The day did not get off to the most auspicious start.

This was because it started far too soon after yesterday concluded, about two hours, actually.

I had an appointment this morning at nine thirty. We didn’t get to bed until almost six, and Mark decided, correctly, that we had better set the alarm early enough to give us time for some coffee first.

The dogs did not believe that we were serious about getting up and refused to budge. We steamed our eyes open with rich chewy coffee, and set off for Bowness in the pouring rain.

The appointment was with a sports therapist.

A sports therapist is not somebody who helps you realise why you have an instinctive aversion to all sorts of sport.
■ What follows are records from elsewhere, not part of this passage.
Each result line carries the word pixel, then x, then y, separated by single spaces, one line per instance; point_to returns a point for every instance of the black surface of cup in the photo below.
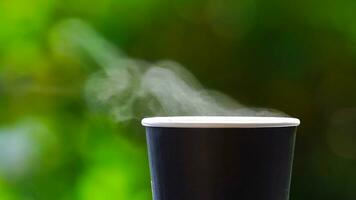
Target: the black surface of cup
pixel 220 163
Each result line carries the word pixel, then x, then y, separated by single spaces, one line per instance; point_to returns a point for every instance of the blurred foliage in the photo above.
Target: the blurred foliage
pixel 299 57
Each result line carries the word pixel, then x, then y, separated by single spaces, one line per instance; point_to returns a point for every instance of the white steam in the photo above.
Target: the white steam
pixel 130 88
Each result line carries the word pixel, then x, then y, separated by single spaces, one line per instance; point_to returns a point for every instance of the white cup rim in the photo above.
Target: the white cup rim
pixel 220 122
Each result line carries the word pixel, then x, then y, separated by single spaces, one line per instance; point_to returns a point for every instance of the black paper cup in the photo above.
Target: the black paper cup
pixel 220 158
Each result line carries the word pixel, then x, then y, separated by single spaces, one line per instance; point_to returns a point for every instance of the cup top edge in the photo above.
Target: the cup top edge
pixel 220 122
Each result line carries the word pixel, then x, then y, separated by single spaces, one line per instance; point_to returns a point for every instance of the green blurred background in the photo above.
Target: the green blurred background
pixel 298 57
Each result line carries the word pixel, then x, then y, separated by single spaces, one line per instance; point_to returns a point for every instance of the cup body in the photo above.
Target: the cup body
pixel 209 163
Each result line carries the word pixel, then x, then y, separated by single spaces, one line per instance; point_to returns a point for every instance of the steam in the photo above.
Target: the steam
pixel 130 88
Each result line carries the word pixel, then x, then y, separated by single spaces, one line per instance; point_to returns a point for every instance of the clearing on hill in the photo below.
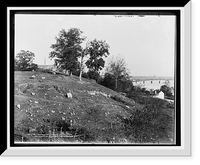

This particular sports therapist was somebody who had been recommended to us as being very good for trapped nerves and bad backs.

Obviously we both went, neither of us is going to be left out if something interesting is happening to the other one. Mark sat in an armchair and watched with amused interest as I stripped down to my underwear and the therapist lady pointed out that my back has an unnatural kink in it and that half of my bottom is lower than the other half.

Oh, the indignity of getting older.

After that I had to lie on a table with my head in a hole whilst she covered me with hot towels and prodded and poked at bits of me.

The hot towels were nice.

In the end she made me wag my legs about from side to side and told me that I had to think holistic thoughts, and that if I followed a regime of careful relaxing I would make every bone in my body feel better.

This is the sort of advice I am always happy to hear, vastly preferable to the sort you get from guilt merchants who bang on about exercise and stretching and losing a bit of weight.

I felt pleasantly relaxed afterwards but it was the sort of relaxed that doesn’t make your trapped nerve feel any better at all. I took some drugs for that, and they helped.

By the time we got home Lucy had buzzed off to start her new career as a florist, so we went to the farm.

The day progressed very nicely apart from a terrible misfortune when I accidentally dropped my best paintbrush off the wobbly scaffolding and the dogs ate it.

I was dreadfully upset. It is my fine paintbrush, the one that I use for the tiny detailed bits.

We hunted around the workshop floor until we found the brush end, which was fortunately untouched, and Mark repaired it with some super glue and a bit of initiative.

The results are above.

When we got home we went back to bed for a couple of hours. The problem with doing this is that you then have two occasions in the day when you have got to get up without having had anywhere near enough sleep, and we were bleary-eyed and staggering for a second time.

Lucy was home by then, and we listened to her stories of her adventures. It turns out that she enjoys being a florist so far. She has been out doing deliveries to hotels and putting together bouquets and making little vases of flowers to go on tables, and she helped a man who had forgotten his wedding anniversary spell the card right.

She thinks that it might be more fun than tipping rice over restaurant customers, because nobody is drunk and she likes the idea of working during the day. Nobody in our family does this, and it had not really occurred to her as a possible pattern for a working life, she was quite charmed by the novelty of the idea.

She went off upstairs to enjoy the luxury of an unoccupied evening, and we went back to the farm, where we had invited ourselves to dinner with Mark’s sister and her family.

She is a jolly good cook, and dinner turned out to be both splendid and plentiful, with a large rice pudding at the end, served with custard. Mark was especially pleased indeed at this turn of events, and ate a great deal, and we sat back at the end with a splendid feeling of being contentedly stuffed, and drank large mugs of tea to round it all off.

It was a busy day.

I am going to go back to bed now. It would be for the third time today, except it is now tomorrow.